Numpy and Simulations

Random numbers

An important part of any simulation is an element of randomness. If, for example, there are 10,000 possible things that can happen in your simulation (e.g. genes to mutate or molecules to interact) you want to understand the effects of as many of them as possible. One way to do that is to try them one at a time, starting with the first and going through the list. This might be impractical due to it taking too much time, computer memory, etc.

Another option is to "sample" from the possible options, e.g. just try out 100 of them. This will take less time but you must be careful how you choose which ones to try. A naïve approach would be to do the first 100 in the list, but this will very likely lead to a bias (perhaps all the genes controlling movement are near the beginning of the genome).

The best way to avoid these biases is to select your sample as randomly as possible.

numpy provides lots of very good tools for generating random numers, depending on exactly what you want to use them for.

In [1]:
from numpy.random import default_rng

rng = default_rng()

This rng is our "random number generator". Depending on what we want from it, it can provide randomness in lots of different ways.

The simplest is the random method it provides:

In [2]:
rng.random()
Out[2]:
0.8153786322096002

You will get a different number to what I have here and if you rerun the line of code, it will keep giving you different values. They will always be $0 \le r \lt 1.0$ and should sample over that range evenly.

As we saw with np.zeros and np.ones in the last chapter, you can request an array of random numbers by passing in a size argument. So to get three random numbers:

In [3]:
rng.random(size=3)
Out[3]:
array([0.78074909, 0.98814236, 0.24077928])

or even a $2\times4$ grid:

In [4]:
rng.random(size=(2, 4))
Out[4]:
array([[0.29462796, 0.88065677, 0.93041109, 0.26346213],
       [0.48620935, 0.8908907 , 0.75843885, 0.6226575 ]])

If you want integer values instead then there is an integers method which give you integers in the range from 0 to the value you specify:

In [5]:
rng.integers(20)
Out[5]:
19

Or again, asking for 10 of them:

In [6]:
rng.integers(20, size=10)
Out[6]:
array([ 3, 18,  4,  3, 12, 16, 19,  8,  1,  0])
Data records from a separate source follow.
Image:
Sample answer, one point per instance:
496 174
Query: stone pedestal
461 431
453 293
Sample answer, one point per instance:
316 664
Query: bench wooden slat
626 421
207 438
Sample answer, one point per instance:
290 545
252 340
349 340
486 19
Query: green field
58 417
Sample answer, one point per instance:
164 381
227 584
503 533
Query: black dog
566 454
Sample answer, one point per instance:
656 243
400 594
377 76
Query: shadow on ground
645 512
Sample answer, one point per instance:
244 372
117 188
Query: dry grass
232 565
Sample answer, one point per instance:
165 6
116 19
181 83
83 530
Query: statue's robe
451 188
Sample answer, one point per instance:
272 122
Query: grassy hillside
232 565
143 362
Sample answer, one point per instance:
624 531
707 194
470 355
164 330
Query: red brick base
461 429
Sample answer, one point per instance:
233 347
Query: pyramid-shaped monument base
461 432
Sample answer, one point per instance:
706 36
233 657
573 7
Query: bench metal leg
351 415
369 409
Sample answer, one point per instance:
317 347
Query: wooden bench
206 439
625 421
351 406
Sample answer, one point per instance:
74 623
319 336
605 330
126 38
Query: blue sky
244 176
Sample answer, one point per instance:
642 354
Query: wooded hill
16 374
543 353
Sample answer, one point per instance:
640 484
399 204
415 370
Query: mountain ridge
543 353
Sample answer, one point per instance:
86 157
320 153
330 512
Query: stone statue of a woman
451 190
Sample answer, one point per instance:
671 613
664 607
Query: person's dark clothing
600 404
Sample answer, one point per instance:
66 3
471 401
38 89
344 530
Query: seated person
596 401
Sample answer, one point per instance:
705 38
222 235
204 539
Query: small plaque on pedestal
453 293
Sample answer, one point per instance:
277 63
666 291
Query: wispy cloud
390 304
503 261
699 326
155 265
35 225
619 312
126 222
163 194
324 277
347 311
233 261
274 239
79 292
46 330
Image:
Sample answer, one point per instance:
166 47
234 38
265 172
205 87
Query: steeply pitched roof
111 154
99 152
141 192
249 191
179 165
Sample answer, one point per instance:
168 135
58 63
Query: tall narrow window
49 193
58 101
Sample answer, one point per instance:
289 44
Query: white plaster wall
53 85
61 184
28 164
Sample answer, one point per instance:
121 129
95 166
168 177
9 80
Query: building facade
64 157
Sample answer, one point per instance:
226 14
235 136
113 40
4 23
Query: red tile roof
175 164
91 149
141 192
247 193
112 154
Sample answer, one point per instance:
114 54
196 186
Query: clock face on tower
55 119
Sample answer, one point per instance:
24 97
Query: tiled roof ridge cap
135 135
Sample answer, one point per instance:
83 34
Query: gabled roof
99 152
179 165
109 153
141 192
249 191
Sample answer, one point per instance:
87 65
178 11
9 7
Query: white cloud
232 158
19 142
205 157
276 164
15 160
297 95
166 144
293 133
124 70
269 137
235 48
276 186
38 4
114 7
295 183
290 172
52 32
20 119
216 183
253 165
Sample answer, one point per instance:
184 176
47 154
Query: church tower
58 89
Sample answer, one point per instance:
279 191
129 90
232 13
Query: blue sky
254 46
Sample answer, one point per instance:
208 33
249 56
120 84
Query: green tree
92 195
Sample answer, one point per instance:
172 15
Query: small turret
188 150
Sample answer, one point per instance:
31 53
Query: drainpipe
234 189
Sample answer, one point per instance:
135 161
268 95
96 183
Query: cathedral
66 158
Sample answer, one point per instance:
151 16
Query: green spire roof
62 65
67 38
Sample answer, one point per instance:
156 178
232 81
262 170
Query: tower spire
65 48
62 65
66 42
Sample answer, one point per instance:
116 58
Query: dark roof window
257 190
You can also specify the lower bound explicitly, so to get numbers between 4 and 6:

In [7]:
rng.integers(low=4, high=6, size=10)
Out[7]:
array([5, 5, 5, 5, 5, 4, 5, 4, 5, 5])

You'll notice that you'll always get only 4 or 5. By default the integers method doesn't include the upper bound (just like with range()). You can tell it to include it by setting endpoint=True:

In [8]:
rng.integers(low=4, high=6, endpoint=True, size=10)
Out[8]:
array([5, 4, 4, 5, 6, 5, 4, 4, 5, 5])

Exercise 1

Generate an array with 3 rows and 5 columns, containing random integers which are $-5 < r <= 8$

Pseudo-randomness

Random number generators in computers work by implementing an algorithm. Algorithms like this are purely deterministic, that is, if you start with the same input and run them many times, they'll always give you the same output. This is because at their core they are just performing mathematical operations to numbers. For this reason, they are often referred to as "pseudorandom number generators".

We can see this action by explicitly setting the place from which the random number generator should start with the seed:

In [9]:
seeded_rng_1 = default_rng(seed=42)
seeded_rng_1.random(size=5)
Out[9]:
array([0.77395605, 0.43887844, 0.85859792, 0.69736803, 0.09417735])

If we make a second random number generator, but set the same seed, we will see exactly the same "random" numbers being produced:

In [10]:
seeded_rng_2 = default_rng(seed=42)
seeded_rng_2.random(size=5)
Out[10]:
array([0.77395605, 0.43887844, 0.85859792, 0.69736803, 0.09417735])

If we set the seed to a different value, then we will get a different sequence:

In [11]:
seeded_rng_3 = default_rng(seed=8)
seeded_rng_3.random(size=5)
Out[11]:
array([0.32697228, 0.98727684, 0.31871084, 0.78854894, 0.86989651])

If we do not set any seed, then the operating system will provide a random starting point for us.

Having a fixed seed is useful if we want random-type behaviour but also repeatability. This is particularly useful when debugging your code.